Michael Tokarev wrote:
Bill Davidsen wrote:
If I got it right (and please someone tell me if I *really* got it right!),
the problem is elsewhere.
Suppose you have a filesystem, not at all related to databases and stuff.
Your usual root filesystem, with your /etc/ /var and so on directories.
Some time ago you edited /etc/shadow, updating it by writing new file and
renaming it to proper place. So you have that old content of your shadow
file (now deleted) somewhere on the disk, but not accessible from the
filesystem.
Now, a bad guy deliberately tries to open some file on this filesystem, using
O_DIRECT flag, ftruncates() it to some huge size (or does seek+write), and
at the same time tries to use O_DIRECT read of the data.

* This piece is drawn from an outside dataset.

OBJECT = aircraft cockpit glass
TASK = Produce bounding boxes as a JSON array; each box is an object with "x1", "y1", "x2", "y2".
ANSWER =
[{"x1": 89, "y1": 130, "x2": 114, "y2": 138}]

Which should be identified and zeros returned. Consider: I open a file
for database use, and legitimately seek to a location out at, say,
250MB, and then write at the location my hash says I should. That's all
legitimate. Now when some backup program accesses the file sequentially,
it gets a boatload of zeros, because Linux "knows" that is sparse data.
Yes, the backup program should detect this as well, so what?
My point is, that there is code to handle sparse data now, without
O_DIRECT involved, and if O_DIRECT bypasses that, it's not a problem
with the idea of O_DIRECT, the kernel has a security problem.
Due to all the races etc, it is possible for him to read that old content of
/etc/shadow file you've deleted before.
I do have one thought, WRT reading uninitialized disk data. I would hope
that sparse files are handled right, and that when doing a write with
O_DIRECT the metadata is not updated until the write is done.
"hope that sparse files are handled right" is a high hope. Exactly because
this very place IS racy.
Other than assuring that a program can't read where no program has
written, I don't see a problem. Anyone accessing the same file with
multiple processes had better be doing user space coordination, and gets
no sympathy from me if they don't. In this case, "works right" does not
mean "works as expected," because the program has no right to assume the
kernel will sort out poor implementations.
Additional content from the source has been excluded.